This
week, as many weeks are, was good. We started reading a new book
called "A Field Guide for the Hero's Journey". That’s been
interesting but not what I really wanted to focus on.
I
think my favorite part of this week was the short video on the Five Why’s which
can be found here.
For
me it’s always interesting to see how an organization evolves and progresses
and how one might overcome the difficulties and challenges that come with
pioneering something new.
The
main focus of this video is what the author, Eric Ries, calls “human problems”.
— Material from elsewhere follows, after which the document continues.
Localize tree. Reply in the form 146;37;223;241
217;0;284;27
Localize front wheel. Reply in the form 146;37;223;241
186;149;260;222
He reviews how one might encounter an error and only look at it topically but
that we really need to ask additional questions to find the root causes of
these problems.
He
details them more clearly in other examples such as this one.
He
provides a scenario for us in his article.
Let's say you notice that
your website is down. Obviously, your first priority is to get it back up. But
as soon as the crisis is past, you have the discipline to have a post-mortem in
which you start asking why:
1.
Why
was the website down? The CPU utilization on all our front-end servers went to
100%
2.
Why
did the CPU usage spike? A new bit of code contained an infinite loop!
3.
Why
did that code get written? So-and-so made a mistake
4.
Why
did his mistake get checked in? He didn't write a unit test for the feature
5.
Why
didn't he write a unit test? He's a new employee, and he was not properly
trained in TDD
These are all
why questions used to get to the root cause of the error and from my
understanding are learned from the Toyota
Production System. The method is still the same today and it’s basically
just asking why at a minimum of 5 times in order to get to the real reason for
the issue.
Hopefully that was some good food for thought.